Пить можно было, не спорю, но на вкус такая дрянь — мне хватило лишь пары глотков, чтобы отставить это солоноватое нечто в сторону.
Словно только сейчас пришел в себя, я огляделся по сторонам, попытался вспомнить и понять, какими ветрами меня занесло в эти самые края?
Помню, как теребил сумку, вываливая из нее едва ли не все
А я попросту не видел иного пути к спасению Кондратьича…
Сейчас старик был… да кто ж его ведает, где-то был. Рядом никого: спрашивать можно разве что у пустоты.
Я потрогал матрас под собой: таких мудреных слов здесь не ведали. Нечто мягкое, почти поролоновое, высушенное — я с удивлением и не сразу распознал в них шляпки огромных грибов. Точно такой же, только плотнее был у меня вместо подушки. Я на всякий случай глянул наверх — если вместо крыши будет тоже шляпка, то как тут удержаться от шутки, что я спал под грибами?
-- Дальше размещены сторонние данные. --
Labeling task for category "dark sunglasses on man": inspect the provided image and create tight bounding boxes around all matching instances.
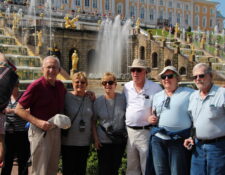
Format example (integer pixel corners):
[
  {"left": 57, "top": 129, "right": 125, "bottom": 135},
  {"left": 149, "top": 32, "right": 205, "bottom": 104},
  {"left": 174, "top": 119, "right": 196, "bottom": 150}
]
[
  {"left": 161, "top": 74, "right": 177, "bottom": 80},
  {"left": 102, "top": 81, "right": 115, "bottom": 86}
]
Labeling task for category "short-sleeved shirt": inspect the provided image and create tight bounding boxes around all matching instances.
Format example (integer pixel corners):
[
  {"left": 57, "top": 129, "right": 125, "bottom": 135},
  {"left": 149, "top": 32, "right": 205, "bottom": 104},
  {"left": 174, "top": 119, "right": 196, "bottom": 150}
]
[
  {"left": 62, "top": 92, "right": 93, "bottom": 146},
  {"left": 94, "top": 93, "right": 126, "bottom": 143},
  {"left": 188, "top": 85, "right": 225, "bottom": 139},
  {"left": 19, "top": 77, "right": 66, "bottom": 121},
  {"left": 123, "top": 79, "right": 162, "bottom": 126},
  {"left": 152, "top": 87, "right": 194, "bottom": 139}
]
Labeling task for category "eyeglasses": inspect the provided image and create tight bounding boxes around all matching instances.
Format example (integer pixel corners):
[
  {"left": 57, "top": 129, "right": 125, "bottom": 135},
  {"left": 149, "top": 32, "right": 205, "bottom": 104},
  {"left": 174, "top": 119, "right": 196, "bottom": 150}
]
[
  {"left": 192, "top": 74, "right": 206, "bottom": 80},
  {"left": 75, "top": 81, "right": 86, "bottom": 84},
  {"left": 102, "top": 81, "right": 115, "bottom": 86},
  {"left": 130, "top": 68, "right": 143, "bottom": 73},
  {"left": 164, "top": 97, "right": 170, "bottom": 108},
  {"left": 161, "top": 74, "right": 176, "bottom": 80}
]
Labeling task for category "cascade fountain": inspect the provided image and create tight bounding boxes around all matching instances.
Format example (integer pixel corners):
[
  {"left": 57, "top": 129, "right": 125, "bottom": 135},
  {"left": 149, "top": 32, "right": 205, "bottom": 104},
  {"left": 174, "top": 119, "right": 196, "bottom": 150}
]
[{"left": 89, "top": 15, "right": 131, "bottom": 78}]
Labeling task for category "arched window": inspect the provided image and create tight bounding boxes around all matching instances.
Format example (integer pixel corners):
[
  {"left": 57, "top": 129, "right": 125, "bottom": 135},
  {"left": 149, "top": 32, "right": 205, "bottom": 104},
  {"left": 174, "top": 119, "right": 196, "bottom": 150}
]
[
  {"left": 165, "top": 59, "right": 172, "bottom": 66},
  {"left": 152, "top": 52, "right": 158, "bottom": 68},
  {"left": 179, "top": 67, "right": 187, "bottom": 75},
  {"left": 140, "top": 46, "right": 145, "bottom": 60}
]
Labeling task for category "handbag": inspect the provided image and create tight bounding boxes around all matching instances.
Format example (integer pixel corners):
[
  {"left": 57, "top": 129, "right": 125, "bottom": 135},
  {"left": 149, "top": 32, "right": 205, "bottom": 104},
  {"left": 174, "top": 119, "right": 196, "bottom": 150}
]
[
  {"left": 61, "top": 96, "right": 85, "bottom": 137},
  {"left": 100, "top": 125, "right": 127, "bottom": 144}
]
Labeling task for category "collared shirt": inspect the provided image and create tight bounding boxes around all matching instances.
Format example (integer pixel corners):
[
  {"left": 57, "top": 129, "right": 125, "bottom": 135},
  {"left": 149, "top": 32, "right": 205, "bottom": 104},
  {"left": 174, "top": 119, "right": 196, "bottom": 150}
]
[
  {"left": 19, "top": 77, "right": 66, "bottom": 121},
  {"left": 124, "top": 79, "right": 162, "bottom": 126},
  {"left": 188, "top": 85, "right": 225, "bottom": 139},
  {"left": 153, "top": 87, "right": 194, "bottom": 139}
]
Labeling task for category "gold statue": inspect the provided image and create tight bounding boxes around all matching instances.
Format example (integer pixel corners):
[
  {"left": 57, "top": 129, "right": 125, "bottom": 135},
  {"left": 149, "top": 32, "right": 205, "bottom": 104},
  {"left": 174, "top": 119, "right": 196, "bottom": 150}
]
[
  {"left": 37, "top": 30, "right": 43, "bottom": 47},
  {"left": 64, "top": 15, "right": 79, "bottom": 29},
  {"left": 136, "top": 18, "right": 141, "bottom": 29},
  {"left": 71, "top": 50, "right": 79, "bottom": 73}
]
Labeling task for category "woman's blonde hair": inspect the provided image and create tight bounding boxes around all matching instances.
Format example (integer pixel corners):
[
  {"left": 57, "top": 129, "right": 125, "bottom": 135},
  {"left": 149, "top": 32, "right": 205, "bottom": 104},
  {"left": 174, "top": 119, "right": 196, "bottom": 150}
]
[{"left": 72, "top": 72, "right": 88, "bottom": 84}]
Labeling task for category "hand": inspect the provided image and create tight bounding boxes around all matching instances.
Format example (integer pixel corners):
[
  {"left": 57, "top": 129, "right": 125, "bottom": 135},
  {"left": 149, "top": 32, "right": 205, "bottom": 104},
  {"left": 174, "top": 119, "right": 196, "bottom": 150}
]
[
  {"left": 184, "top": 137, "right": 195, "bottom": 150},
  {"left": 148, "top": 114, "right": 159, "bottom": 125},
  {"left": 36, "top": 120, "right": 55, "bottom": 131}
]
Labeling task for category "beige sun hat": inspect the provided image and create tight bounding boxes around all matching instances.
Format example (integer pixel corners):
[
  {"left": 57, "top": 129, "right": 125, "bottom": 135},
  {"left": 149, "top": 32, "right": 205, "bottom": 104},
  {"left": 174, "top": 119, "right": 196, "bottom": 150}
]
[
  {"left": 48, "top": 114, "right": 71, "bottom": 129},
  {"left": 159, "top": 66, "right": 180, "bottom": 76},
  {"left": 128, "top": 59, "right": 148, "bottom": 69}
]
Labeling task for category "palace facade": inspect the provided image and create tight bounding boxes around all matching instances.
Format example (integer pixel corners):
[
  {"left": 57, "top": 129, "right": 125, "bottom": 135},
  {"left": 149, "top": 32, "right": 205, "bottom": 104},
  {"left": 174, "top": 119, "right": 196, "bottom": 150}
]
[{"left": 14, "top": 0, "right": 224, "bottom": 32}]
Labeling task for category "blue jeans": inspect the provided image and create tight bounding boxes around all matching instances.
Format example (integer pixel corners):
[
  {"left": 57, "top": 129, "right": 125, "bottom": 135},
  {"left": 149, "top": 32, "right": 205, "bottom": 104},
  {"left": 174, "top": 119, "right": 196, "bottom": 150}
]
[
  {"left": 151, "top": 136, "right": 191, "bottom": 175},
  {"left": 191, "top": 140, "right": 225, "bottom": 175}
]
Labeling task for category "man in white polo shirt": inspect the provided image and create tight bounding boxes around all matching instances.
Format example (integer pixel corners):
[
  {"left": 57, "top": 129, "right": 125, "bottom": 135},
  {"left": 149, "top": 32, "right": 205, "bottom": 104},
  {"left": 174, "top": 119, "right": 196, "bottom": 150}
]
[{"left": 124, "top": 59, "right": 162, "bottom": 175}]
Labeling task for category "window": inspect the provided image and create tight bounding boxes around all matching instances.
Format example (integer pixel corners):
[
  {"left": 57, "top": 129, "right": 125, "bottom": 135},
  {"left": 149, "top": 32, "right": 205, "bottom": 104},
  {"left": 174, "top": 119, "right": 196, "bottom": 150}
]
[
  {"left": 152, "top": 52, "right": 158, "bottom": 68},
  {"left": 203, "top": 7, "right": 207, "bottom": 13},
  {"left": 117, "top": 4, "right": 122, "bottom": 14},
  {"left": 105, "top": 0, "right": 109, "bottom": 10},
  {"left": 202, "top": 16, "right": 207, "bottom": 27},
  {"left": 130, "top": 6, "right": 135, "bottom": 17},
  {"left": 184, "top": 14, "right": 189, "bottom": 25},
  {"left": 75, "top": 0, "right": 80, "bottom": 6},
  {"left": 140, "top": 7, "right": 145, "bottom": 19},
  {"left": 84, "top": 0, "right": 90, "bottom": 7},
  {"left": 210, "top": 8, "right": 215, "bottom": 15},
  {"left": 159, "top": 0, "right": 163, "bottom": 5},
  {"left": 168, "top": 12, "right": 173, "bottom": 24},
  {"left": 150, "top": 0, "right": 155, "bottom": 4},
  {"left": 149, "top": 9, "right": 154, "bottom": 20},
  {"left": 159, "top": 9, "right": 163, "bottom": 19},
  {"left": 195, "top": 15, "right": 199, "bottom": 26},
  {"left": 93, "top": 0, "right": 98, "bottom": 8},
  {"left": 209, "top": 18, "right": 213, "bottom": 28}
]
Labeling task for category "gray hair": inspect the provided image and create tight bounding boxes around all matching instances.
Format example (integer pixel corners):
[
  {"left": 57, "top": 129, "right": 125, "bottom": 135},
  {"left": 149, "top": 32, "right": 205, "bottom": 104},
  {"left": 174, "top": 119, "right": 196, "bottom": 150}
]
[
  {"left": 192, "top": 63, "right": 212, "bottom": 73},
  {"left": 42, "top": 55, "right": 60, "bottom": 68}
]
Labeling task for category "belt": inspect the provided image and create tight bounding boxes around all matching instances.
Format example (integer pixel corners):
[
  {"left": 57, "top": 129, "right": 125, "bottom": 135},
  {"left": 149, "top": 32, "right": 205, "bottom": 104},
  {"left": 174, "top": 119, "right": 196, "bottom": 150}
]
[
  {"left": 198, "top": 136, "right": 225, "bottom": 144},
  {"left": 127, "top": 125, "right": 152, "bottom": 130}
]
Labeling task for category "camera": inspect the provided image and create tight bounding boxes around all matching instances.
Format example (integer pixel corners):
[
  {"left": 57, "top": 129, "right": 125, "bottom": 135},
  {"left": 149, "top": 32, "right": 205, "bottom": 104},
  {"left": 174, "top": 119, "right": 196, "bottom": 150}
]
[{"left": 79, "top": 120, "right": 85, "bottom": 132}]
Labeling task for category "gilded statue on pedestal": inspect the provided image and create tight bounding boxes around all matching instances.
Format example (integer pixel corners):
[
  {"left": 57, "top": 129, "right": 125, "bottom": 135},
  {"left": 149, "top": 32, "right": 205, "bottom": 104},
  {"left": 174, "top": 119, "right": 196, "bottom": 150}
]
[{"left": 71, "top": 50, "right": 79, "bottom": 74}]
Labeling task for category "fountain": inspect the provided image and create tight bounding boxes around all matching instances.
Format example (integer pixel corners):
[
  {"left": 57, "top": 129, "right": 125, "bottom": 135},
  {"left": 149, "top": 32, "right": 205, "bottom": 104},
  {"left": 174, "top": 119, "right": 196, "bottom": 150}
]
[{"left": 89, "top": 16, "right": 131, "bottom": 78}]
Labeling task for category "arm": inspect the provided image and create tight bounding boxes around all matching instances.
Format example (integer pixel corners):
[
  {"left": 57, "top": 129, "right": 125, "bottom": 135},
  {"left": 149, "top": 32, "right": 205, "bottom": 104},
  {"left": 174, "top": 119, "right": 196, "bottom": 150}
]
[
  {"left": 91, "top": 119, "right": 102, "bottom": 149},
  {"left": 15, "top": 103, "right": 54, "bottom": 131}
]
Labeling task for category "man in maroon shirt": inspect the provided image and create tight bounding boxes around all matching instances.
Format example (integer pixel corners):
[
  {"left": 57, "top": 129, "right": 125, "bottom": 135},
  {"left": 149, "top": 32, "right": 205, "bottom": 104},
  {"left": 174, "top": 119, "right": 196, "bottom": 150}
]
[{"left": 16, "top": 56, "right": 66, "bottom": 175}]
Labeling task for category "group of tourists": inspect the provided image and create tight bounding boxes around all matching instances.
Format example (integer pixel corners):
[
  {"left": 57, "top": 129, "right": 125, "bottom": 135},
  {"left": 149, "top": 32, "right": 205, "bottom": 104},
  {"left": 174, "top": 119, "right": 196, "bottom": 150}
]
[{"left": 0, "top": 52, "right": 225, "bottom": 175}]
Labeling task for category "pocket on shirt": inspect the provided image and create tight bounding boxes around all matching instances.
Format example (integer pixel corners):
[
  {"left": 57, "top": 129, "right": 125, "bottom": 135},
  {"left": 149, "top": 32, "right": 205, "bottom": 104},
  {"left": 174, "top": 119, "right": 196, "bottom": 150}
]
[{"left": 208, "top": 105, "right": 225, "bottom": 119}]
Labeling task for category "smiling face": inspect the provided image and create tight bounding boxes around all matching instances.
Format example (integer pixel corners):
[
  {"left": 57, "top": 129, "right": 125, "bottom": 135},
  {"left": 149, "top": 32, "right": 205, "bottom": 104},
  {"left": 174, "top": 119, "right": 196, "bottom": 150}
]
[
  {"left": 193, "top": 66, "right": 212, "bottom": 91},
  {"left": 102, "top": 73, "right": 117, "bottom": 94},
  {"left": 42, "top": 56, "right": 60, "bottom": 85},
  {"left": 130, "top": 68, "right": 146, "bottom": 84},
  {"left": 161, "top": 70, "right": 178, "bottom": 91}
]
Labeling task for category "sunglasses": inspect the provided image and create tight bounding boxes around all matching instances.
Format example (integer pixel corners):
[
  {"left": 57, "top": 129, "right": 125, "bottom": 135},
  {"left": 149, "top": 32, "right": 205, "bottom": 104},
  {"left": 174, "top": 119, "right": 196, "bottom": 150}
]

К вящему разочарованию готового жечь глаголом сарказма, над нами было нечто, похожее на тугую, плотную и плохо сминающуюся ткань. Словно кто натянул вместо крыши шатра, в котором я был, вымоченное в клею одеяло.
Кровать была выдолблена прямо в скальной породе, как и все остальное. Местным каменщикам явно было далеко до умений предшественников, что возвели тот проклятый храм.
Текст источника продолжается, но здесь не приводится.